4) “Free Disney tickets” banners
Disney tickets cost money. That’s how Disney stays open and continually expands and betters its parks. Disney tickets are not free. Run. Do not stop at that booth, kiosk or hole-in-the-wall shop if they have a banner or sign offering free Disney tickets. You will absolutely not get in to the parks with those “tickets.”

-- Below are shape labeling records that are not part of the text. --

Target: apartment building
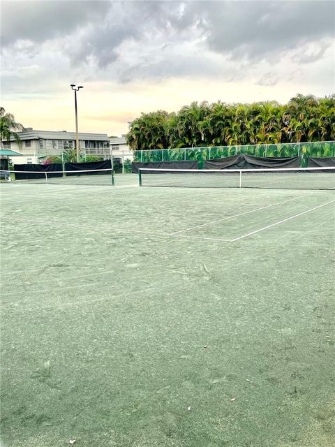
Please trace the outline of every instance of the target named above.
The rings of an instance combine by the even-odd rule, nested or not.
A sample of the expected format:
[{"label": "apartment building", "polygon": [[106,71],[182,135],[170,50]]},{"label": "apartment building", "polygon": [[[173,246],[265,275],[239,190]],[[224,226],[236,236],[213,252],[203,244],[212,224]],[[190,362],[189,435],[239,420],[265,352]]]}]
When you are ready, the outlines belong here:
[{"label": "apartment building", "polygon": [[[43,163],[48,156],[59,156],[64,150],[75,147],[75,132],[37,131],[26,128],[24,131],[17,132],[17,135],[21,140],[21,147],[13,137],[8,141],[2,142],[3,149],[10,149],[22,154],[22,156],[16,156],[13,160],[17,164]],[[110,158],[111,149],[107,133],[80,132],[78,136],[81,154]]]},{"label": "apartment building", "polygon": [[126,160],[133,161],[133,152],[126,142],[126,135],[124,134],[121,137],[111,137],[110,140],[112,155],[115,161],[121,163]]}]

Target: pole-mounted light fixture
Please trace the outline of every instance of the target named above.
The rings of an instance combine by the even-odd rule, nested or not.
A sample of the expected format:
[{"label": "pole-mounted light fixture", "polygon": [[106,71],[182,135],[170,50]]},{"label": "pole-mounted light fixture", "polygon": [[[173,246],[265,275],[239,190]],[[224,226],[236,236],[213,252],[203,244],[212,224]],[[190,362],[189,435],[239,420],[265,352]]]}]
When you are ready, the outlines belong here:
[{"label": "pole-mounted light fixture", "polygon": [[79,163],[79,137],[78,137],[78,114],[77,110],[77,91],[83,89],[82,85],[76,87],[75,84],[71,84],[70,87],[75,91],[75,149],[77,152],[77,163]]}]

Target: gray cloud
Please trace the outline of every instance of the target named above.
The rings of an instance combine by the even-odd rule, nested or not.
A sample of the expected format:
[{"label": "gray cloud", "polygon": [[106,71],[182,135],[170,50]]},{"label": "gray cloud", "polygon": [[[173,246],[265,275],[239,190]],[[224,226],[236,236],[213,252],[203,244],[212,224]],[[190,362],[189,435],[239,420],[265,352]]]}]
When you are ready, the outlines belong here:
[{"label": "gray cloud", "polygon": [[[80,67],[85,79],[241,79],[260,60],[315,62],[334,38],[332,1],[5,1],[1,10],[6,60],[45,73],[53,47],[54,70],[56,61],[63,73]],[[268,71],[259,79],[276,82]]]},{"label": "gray cloud", "polygon": [[306,42],[334,37],[332,1],[206,2],[202,26],[214,51],[259,59]]}]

3) Fake Walt Disney World Facebook pages
There are many illegitimate Disney World Facebook pages online—even calling themselves “official,” and administrators of these fake pages make posts about entering a contest to win a trip to the parks by “liking” their posts and “sharing” the posts on your own Facebook page. Since these pages are fake and in no way affiliated with the Walt Disney Company, liking and sharing will most likely only lead to your demise—your Facebook account and friends list may be hacked. The only truly official Walt Disney World page has the title “Walt Disney World” and a blue circle next to it with a checkmark in it. It also has close to 20 million likes and 15 million users following the page.
2) $59 Magic Kingdom tickets
The cost for a one-day ticket to Magic Kingdom during peak season is over $130. During non-peak seasons, a one-day Magic Kingdom ticket is around $120. Disney does not offer a 50% savings on park tickets. This is true even for annual passholders and Guests who are members of AAA and AARP. So it doesn’t make sense that there are tickets available for half of the regular price. And if you purchase these tickets, you run the risk of being turned away at the park gates because you have invalid or fake tickets. Don’t run that risk—as stated before, only purchase tickets from Disney World or from authorized third-party sellers.
1) Phone scams informing you that you’ve won a trip to the parks
Think back. Do you remembering entering a legitimate contest in the hopes of winning a Disney trip? No? If not, there’s about a 99% chance that you won’t be winning that contest—the one you never entered. Consider any such communication dishonest. Further, if you are informed that you’ve won a “contest” for a Disney trip, but you are also informed you must pay for part of the trip, know that the contest and the trip are illegitimate.
Be sure to plan for your Disney trip responsibly, and when searching for ways to save money, be careful about indulging in sketchy or shady promotions that may only lead to trouble for you and your family.